Time window aggregation over streaming data

In this tutorial we will see how data in a Stream can be aggregated continuously using GROUP BY over a time window and the results are emitted downstream.

In Lenses SQL you can read your data as a STREAM and quickly aggregate over it using the GROUP BY clause and SELECT STREAM.

More details about Aggregations and related functions can be found in the corresponding pages in the user documentation.

Setting up our example

Let’s assume that we have a topic (game-sessions) that contains data regarding remote gaming sessions by users.

Each gaming session will contain:

  • the points the user achieved throughout the session
  • Metadata information regarding the session:
    • The country where the game took place
    • The startAt the date and time the game commenced
    • The endedAt the date and time the game finished

The above structure represents the value of each record in our game-sessions topic.

Additionally, each record will be keyed by user information, including the following:

  • A pid, or player id, representing this user uniquely
  • Some additional denormalised user details:
    • a name
    • a surname
    • an age
This is just an example in the context of this tutorial.
Putting denormalised data in keys is not something that should be done in a production environment.

In light of the above, a record might look like the following (in json for simplicity):

{
  "key":{
    "pid": 1,
    "name": "Billy",
    "surname": "Lagrange",
    "age": 30
  },
  "value": {
    "points": 5,
    "country": "Italy",
    "language": "IT",
    "startedAt": 1595435228,
    "endedAt" :  1595441828
    }
}

We can replicate such structure using SQL Studio and the following query:

CREATE TABLE game-sessions(
  _key.pid int, 
  _key.name string, 
  _key.surname string, 
  _key.age int, 
  points double, 
  country string, 
  startedAt long,
  endedAt long) 
FORMAT (avro, avro);

We can then use SQL Studio again to insert the data we will use in the rest of the tutorial:

INSERT into game-sessions(
  _key.pid, 
  _key.name, 
  _key.surname, 
  _key.age, 
  points, 
  country,
  startedAt,
  endedAt
) VALUES
(1, 'Billy', 'Lagrange', 35, 5, 'Italy', 1595524080000, 1595524085000),
(1, 'Billy', 'Lagrange', 35, 30, 'Italy', 1595524086000, 1595524089000),
(1, 'Billy', 'Lagrange', 35, 0, 'Italy', 1595524091000, 1595524098000),
(2, 'Maria', 'Rossi', 27, 50, 'Italy', 1595524080000, 1595524085000),
(2, 'Maria', 'Rossi', 27, 10, 'Italy', 1595524086000, 1595524089000),
(3, 'Jorge', 'Escudero', 27, 10, 'Spain', 1595524086000, 1595524089000),
(4, 'Juan', 'Suarez', 22, 80, 'Mexico', 1595524080000, 1595524085000),
(5, 'John', 'Bolden', 40, 10, 'USA', 1595524080000, 1595524085000);

The time a game started and completed is expressed in epoch time. To see the human readable values, run this query:

SELECT
	startedAt
	, DATE_TO_STR(startedAt, 'yyyy-MM-dd HH:mm:ss') as started
 	, endedAt
	, DATE_TO_STR(endedAt 'yyyy-MM-dd HH:mm:ss') as ended 
FROM game-sessions;
Content of game-sessions displaying the human readable timestamps

Example 1 - Count how many games were played per user every 10 seconds

Now we can start processing the data we have inserted above.

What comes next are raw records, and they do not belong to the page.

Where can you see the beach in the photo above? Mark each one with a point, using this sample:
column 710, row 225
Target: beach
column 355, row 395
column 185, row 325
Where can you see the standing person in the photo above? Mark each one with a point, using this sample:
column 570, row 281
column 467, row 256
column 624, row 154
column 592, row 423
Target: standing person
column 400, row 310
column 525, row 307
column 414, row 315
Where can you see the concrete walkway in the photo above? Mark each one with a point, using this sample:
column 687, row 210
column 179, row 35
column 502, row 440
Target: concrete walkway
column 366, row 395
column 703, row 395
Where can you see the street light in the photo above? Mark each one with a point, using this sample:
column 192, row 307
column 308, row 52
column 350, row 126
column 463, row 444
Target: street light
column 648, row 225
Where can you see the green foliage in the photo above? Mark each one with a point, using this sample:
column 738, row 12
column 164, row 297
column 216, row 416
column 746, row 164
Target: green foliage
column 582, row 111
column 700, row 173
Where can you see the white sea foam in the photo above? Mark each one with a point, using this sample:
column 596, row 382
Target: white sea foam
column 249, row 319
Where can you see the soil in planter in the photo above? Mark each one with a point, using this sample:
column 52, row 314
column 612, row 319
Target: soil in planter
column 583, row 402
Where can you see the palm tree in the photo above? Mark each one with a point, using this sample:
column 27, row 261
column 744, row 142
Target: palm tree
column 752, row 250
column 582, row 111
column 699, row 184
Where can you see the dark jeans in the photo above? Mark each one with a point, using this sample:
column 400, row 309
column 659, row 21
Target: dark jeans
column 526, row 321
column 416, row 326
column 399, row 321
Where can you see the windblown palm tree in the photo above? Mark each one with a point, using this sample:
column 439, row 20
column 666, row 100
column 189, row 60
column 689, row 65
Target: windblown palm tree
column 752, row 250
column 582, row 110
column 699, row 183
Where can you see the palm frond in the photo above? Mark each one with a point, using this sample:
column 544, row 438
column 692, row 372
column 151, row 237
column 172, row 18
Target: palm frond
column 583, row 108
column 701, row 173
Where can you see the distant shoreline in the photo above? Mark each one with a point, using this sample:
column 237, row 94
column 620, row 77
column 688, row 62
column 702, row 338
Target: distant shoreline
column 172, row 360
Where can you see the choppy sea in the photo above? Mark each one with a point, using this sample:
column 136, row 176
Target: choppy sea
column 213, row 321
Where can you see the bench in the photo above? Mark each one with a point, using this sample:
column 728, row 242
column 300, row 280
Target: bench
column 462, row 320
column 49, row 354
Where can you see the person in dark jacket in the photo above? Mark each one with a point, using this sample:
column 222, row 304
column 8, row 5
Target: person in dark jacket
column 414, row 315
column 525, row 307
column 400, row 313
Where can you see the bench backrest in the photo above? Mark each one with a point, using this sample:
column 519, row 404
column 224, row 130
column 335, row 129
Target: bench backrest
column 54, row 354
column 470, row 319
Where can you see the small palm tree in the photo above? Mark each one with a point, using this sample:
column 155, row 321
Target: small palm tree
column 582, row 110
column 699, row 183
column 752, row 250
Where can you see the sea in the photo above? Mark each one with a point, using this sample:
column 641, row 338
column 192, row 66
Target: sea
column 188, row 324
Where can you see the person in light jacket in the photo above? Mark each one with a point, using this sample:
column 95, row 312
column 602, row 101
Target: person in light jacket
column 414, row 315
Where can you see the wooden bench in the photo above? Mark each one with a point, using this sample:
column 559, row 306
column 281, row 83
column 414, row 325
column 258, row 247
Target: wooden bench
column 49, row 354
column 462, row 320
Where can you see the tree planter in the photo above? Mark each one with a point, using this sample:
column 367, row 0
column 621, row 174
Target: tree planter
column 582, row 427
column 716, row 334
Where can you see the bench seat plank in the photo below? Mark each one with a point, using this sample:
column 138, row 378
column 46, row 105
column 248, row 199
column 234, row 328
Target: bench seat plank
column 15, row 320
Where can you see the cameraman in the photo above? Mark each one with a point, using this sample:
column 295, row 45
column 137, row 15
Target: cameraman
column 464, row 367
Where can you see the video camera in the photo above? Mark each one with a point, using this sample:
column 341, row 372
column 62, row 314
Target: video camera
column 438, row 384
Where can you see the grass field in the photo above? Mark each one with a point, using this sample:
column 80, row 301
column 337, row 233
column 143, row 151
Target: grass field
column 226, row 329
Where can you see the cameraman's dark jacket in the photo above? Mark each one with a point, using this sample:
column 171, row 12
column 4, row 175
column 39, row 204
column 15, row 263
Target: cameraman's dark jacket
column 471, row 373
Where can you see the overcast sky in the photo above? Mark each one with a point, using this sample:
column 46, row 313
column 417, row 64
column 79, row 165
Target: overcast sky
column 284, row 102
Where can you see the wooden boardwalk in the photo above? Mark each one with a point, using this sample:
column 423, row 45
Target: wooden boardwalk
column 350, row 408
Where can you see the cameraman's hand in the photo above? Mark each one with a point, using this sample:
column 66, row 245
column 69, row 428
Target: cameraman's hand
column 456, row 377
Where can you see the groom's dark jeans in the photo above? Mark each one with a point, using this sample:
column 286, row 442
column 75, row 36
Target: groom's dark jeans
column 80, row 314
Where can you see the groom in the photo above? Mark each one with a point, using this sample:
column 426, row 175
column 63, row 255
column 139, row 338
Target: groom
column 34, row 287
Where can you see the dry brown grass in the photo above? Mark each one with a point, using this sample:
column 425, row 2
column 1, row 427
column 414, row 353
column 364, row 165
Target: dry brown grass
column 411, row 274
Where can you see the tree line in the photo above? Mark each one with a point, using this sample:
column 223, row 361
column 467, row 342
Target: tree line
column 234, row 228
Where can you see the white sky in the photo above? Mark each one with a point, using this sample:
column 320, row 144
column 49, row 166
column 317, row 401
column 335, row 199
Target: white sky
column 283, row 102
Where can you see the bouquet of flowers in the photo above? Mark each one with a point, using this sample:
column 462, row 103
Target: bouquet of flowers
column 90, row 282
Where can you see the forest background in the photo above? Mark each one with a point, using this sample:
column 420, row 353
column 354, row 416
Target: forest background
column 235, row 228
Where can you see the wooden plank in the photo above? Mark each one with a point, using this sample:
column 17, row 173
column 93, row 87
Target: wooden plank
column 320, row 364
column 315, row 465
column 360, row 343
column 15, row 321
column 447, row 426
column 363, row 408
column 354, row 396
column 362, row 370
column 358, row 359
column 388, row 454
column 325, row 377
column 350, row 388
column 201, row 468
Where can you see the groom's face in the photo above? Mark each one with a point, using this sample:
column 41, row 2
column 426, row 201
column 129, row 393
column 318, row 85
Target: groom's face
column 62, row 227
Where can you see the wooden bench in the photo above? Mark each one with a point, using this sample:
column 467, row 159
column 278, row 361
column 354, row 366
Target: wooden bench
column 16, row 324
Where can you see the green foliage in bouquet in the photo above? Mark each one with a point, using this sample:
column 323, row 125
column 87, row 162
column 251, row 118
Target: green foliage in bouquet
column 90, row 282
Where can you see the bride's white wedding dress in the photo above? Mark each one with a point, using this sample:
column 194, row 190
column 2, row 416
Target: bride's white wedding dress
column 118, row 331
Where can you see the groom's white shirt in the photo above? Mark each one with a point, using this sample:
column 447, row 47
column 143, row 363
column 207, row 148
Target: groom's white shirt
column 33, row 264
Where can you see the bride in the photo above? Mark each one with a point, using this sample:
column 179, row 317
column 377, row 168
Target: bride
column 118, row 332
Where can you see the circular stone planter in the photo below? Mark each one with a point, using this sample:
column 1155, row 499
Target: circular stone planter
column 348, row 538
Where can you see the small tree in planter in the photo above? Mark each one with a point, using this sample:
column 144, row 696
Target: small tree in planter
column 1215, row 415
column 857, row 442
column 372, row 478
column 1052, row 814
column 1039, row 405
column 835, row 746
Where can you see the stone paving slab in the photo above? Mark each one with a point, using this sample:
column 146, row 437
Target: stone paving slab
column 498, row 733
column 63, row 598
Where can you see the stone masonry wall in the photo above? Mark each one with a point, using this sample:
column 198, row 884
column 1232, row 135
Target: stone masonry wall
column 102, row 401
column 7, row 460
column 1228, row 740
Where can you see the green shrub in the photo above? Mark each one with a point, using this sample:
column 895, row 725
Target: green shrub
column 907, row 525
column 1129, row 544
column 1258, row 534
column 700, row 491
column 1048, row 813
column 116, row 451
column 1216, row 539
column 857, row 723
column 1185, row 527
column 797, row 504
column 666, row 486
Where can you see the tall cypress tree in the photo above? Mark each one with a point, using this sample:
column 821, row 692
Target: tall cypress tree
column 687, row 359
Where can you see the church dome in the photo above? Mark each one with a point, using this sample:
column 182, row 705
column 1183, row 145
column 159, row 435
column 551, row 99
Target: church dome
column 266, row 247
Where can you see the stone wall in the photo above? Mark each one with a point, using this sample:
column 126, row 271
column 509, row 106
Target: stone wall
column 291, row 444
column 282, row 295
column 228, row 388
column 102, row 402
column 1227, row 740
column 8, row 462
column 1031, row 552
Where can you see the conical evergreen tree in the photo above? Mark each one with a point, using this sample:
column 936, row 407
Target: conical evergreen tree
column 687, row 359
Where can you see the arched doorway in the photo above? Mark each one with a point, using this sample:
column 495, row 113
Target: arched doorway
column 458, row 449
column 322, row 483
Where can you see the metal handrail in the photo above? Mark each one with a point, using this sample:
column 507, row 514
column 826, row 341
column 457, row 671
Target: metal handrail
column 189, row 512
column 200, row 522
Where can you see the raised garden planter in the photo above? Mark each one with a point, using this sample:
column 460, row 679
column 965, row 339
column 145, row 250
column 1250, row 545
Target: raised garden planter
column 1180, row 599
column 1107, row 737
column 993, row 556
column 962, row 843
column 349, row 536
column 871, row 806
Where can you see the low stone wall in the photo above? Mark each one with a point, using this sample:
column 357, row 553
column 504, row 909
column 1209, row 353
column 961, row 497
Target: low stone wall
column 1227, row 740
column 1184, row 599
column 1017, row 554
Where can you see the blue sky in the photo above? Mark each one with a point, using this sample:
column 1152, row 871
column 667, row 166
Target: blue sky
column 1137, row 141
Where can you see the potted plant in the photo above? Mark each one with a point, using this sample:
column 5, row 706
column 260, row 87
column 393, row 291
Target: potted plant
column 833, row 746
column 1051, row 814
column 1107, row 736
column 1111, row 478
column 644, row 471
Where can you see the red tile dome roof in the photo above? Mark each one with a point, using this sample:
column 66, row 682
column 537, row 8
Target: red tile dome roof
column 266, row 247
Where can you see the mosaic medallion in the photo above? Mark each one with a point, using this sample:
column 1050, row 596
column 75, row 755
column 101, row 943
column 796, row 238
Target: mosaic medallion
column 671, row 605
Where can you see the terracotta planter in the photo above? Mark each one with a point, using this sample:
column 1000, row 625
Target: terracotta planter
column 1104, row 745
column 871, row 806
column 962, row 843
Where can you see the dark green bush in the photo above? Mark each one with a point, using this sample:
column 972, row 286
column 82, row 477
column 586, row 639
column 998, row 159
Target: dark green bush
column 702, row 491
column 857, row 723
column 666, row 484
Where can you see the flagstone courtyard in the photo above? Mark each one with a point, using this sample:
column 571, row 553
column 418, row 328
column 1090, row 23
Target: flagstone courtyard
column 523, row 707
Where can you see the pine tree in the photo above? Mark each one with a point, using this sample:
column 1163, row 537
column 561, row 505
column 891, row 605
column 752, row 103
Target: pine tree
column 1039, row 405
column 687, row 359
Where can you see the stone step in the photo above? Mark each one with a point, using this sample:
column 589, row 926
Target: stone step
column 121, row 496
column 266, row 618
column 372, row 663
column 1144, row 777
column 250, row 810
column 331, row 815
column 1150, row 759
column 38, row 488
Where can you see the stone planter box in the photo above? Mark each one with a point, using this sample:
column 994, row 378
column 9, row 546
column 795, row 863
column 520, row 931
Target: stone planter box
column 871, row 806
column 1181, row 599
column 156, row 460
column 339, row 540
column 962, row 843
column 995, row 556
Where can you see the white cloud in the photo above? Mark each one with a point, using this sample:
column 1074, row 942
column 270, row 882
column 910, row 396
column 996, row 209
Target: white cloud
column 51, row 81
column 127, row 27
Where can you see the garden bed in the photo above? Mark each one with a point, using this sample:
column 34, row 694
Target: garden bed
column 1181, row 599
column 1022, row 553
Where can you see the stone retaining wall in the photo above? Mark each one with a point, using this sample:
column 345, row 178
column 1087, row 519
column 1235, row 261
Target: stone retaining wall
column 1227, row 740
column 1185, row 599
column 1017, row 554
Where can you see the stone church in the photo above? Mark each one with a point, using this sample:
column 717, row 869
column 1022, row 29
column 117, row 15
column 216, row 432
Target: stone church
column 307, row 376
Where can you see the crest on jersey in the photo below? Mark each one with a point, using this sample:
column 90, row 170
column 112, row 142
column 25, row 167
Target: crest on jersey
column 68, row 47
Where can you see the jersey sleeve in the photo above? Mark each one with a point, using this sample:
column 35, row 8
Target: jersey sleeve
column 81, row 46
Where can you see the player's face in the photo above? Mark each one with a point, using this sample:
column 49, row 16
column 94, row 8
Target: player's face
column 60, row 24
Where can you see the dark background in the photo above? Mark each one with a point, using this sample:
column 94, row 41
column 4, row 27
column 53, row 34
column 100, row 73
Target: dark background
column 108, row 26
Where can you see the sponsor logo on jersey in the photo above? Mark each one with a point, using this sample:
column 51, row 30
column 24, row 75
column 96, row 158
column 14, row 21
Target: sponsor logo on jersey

One requirement could be to count how many games each user has played every 10 seconds.

We can achieve the above with the following query:

SET defaults.topic.autocreate=true;
SET commit.interval.ms='2000';  -- this is just to speed up the output generation in this tutorial

INSERT INTO games_per_user_every_10_seconds
SELECT STREAM 
    COUNT(*) as occurrences
    , MAXK_UNIQUE(points,3) as maxpoints
    , AVG(points) as avgpoints
FROM game-sessions
EVENTTIME BY startedAt
WINDOW BY TUMBLE 10s
GROUP BY _key

The content of the output topic, games_per_user_every_10_seconds, can now be inspected and eventually it will look similar to this:

Content of `groupby-key` topic

As you can see, the keys of the records did not change, but their value is the result of the specified aggregation. The gamer Billy Lagrange has two entries because he played 2 games, the first two with a start window between 2020-07-23 17:08:00 and 2020-07-23 17:08:10(exclusive), and the third entry between 2020-07-23 17:08:10 (inclusive) and 2020-07-23 17:08:20(exclusive)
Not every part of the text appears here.